DC Comics, 20 pages, $ 2.99

Writer: Peter J. Tomasi
Penciler: Patrick Gleason
Inker: Mick Gray
Colorist: John Kalisz
Letterer: Patrick Brosseau

As the title would suggest, this book is very much about the relationship between Batman and Robin. The big difference, compared to its previous incarnation, is that Batman is now Bruce Wayne again, and that may be part of the reason why this title is considerably less successful at what it does than Grant Morrison’s take.

Whereas Dick Grayson—a.k.a. Nightwing, a.k.a. the first Robin, who had succeeded Wayne as Batman in the last series—is a much more lighthearted, more joyful character than the brooding, snotnosed Damian, who still appears as Robin here, Wayne himself—Damian’s father—doesn’t offer much of a contrast. He’s different from Damian, all right, but ultimately, it’s just a different, more mature kind of brooding and snotnosed, and that dynamic is much harder to pull off. Tomasi and Gleason don’t really manage to.

The creators’ handle of Damian is solid enough, but Tomasi’s Batman seems phony more times than not. It seems wrong for Batman to spend a lot of time pondering whether it makes more sense to honor his parents’ death or their marriage.
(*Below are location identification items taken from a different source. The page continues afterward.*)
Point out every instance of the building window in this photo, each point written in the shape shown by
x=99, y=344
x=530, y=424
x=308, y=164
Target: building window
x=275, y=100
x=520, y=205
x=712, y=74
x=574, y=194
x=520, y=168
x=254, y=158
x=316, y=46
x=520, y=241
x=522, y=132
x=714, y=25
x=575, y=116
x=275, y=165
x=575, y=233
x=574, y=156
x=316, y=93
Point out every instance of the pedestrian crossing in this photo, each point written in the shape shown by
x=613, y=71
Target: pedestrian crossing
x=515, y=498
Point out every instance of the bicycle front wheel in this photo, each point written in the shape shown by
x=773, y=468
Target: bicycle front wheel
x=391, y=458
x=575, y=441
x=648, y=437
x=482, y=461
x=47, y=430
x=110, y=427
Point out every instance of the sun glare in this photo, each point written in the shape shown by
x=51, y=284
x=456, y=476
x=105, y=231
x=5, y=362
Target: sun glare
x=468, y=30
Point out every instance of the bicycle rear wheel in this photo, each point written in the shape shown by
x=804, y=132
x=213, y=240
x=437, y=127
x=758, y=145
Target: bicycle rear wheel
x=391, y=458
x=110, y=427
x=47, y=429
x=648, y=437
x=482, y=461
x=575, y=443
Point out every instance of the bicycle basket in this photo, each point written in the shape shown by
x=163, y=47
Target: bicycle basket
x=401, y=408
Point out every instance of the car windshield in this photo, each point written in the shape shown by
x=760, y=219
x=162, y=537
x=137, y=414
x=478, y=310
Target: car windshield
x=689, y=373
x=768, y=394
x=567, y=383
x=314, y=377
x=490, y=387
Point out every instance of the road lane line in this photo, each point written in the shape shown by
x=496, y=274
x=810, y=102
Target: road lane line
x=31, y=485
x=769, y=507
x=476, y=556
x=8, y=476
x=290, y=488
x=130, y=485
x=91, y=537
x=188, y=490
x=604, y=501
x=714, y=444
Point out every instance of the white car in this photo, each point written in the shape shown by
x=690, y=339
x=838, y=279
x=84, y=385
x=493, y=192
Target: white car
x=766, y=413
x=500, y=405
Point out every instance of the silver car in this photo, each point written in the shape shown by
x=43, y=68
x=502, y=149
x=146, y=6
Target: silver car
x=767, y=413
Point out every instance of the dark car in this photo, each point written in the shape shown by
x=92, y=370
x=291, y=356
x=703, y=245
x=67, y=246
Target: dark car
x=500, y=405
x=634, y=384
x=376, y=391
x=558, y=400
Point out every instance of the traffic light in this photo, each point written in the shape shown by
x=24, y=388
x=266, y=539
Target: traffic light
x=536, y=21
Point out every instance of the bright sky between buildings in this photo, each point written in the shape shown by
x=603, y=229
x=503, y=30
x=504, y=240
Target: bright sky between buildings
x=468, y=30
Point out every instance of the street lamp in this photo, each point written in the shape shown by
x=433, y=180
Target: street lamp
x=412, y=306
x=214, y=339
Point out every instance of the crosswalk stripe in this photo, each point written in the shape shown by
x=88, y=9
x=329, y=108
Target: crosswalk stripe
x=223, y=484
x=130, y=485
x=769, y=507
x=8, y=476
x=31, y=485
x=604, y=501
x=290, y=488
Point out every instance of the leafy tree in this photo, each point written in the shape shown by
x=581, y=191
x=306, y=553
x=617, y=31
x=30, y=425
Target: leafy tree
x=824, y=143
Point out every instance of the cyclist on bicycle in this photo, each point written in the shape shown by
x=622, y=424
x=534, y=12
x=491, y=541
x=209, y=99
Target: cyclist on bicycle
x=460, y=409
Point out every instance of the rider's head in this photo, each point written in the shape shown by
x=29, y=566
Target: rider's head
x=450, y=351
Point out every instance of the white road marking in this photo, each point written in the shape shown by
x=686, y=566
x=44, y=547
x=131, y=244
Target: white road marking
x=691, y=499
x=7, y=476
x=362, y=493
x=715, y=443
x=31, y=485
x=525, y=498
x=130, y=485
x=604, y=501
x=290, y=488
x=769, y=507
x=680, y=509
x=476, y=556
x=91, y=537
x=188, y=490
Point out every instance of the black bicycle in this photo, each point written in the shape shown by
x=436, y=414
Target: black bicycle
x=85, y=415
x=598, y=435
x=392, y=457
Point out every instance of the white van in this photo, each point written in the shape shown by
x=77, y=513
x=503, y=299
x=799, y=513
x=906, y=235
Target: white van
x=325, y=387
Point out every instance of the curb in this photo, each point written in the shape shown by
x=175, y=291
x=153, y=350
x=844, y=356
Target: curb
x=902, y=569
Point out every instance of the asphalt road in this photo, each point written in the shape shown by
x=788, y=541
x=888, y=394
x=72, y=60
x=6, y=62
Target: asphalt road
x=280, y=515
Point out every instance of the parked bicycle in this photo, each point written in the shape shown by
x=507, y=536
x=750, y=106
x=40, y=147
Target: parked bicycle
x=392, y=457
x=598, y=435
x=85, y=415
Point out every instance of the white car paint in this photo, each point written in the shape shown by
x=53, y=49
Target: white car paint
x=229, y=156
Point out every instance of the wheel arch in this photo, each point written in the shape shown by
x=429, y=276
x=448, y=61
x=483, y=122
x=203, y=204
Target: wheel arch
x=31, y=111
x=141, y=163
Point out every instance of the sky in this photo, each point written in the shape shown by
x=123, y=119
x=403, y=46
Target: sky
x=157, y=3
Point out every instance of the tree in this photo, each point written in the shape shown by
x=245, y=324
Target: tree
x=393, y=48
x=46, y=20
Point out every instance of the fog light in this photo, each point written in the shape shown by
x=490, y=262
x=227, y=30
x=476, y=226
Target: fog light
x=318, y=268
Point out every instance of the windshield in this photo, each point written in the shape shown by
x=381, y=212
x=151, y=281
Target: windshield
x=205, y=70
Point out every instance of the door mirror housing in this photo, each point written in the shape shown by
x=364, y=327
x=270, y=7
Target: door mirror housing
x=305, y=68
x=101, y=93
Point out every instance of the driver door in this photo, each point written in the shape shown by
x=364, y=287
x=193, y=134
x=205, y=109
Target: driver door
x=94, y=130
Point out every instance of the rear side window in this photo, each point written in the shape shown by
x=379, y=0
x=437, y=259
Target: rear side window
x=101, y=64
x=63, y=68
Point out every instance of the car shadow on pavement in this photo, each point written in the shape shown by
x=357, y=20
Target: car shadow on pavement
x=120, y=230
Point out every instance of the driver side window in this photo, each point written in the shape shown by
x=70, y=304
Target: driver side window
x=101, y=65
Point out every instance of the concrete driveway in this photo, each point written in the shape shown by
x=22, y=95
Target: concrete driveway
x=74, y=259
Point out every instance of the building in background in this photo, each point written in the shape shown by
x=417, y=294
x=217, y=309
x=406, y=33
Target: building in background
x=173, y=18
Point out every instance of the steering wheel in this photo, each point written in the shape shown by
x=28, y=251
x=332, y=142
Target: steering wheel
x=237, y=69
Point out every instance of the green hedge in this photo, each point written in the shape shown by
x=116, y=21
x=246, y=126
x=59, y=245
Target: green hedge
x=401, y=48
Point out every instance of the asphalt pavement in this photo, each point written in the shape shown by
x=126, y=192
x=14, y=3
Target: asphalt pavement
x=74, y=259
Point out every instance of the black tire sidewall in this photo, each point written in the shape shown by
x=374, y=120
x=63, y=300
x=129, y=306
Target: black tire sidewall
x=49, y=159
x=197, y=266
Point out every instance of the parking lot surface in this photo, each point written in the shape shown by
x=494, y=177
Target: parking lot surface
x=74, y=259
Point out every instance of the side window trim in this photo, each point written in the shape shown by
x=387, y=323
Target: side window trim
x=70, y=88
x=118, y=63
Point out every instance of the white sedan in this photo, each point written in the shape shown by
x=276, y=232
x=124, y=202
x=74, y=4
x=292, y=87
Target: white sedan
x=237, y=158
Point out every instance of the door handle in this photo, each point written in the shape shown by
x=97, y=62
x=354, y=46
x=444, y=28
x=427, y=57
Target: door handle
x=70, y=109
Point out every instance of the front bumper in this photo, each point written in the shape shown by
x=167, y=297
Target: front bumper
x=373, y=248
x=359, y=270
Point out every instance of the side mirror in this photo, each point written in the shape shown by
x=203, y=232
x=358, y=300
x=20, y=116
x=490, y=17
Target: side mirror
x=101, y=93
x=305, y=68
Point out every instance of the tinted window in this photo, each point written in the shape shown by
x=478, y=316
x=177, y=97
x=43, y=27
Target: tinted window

It seems wrong for him to be talking about something like this, certainly, even to his son.

His overall behavior towards Damian seems preachy, negligent and unduly cruel all at once, which I doubt is what Tomasi was going for—Batman takes his 10-year-old on a mission, watches him almost get killed, watches him kill people, and then even blames it on the kid and gives him a dressing down? If the point of the story were to portray Batman as a dangerous lunatic who should steer clear of kids, then fair enough. But I don’t think that’s what Tomasi had in mind. You can make this story work, but here, it doesn’t.

Tomasi also takes some rather cheeky storytelling shortcuts. There happens to be a big handy swimming pool right above the nuclear facility? Get out of here. Patrick Gleason’s art is quite fun, on the other hand. He’s a good storyteller with a pleasant and distinctive style, so the story works on that level, at least.

I can see how a book focusing on the new Batman/Robin dynamic can be worthwhile, generally, but this isn’t there yet.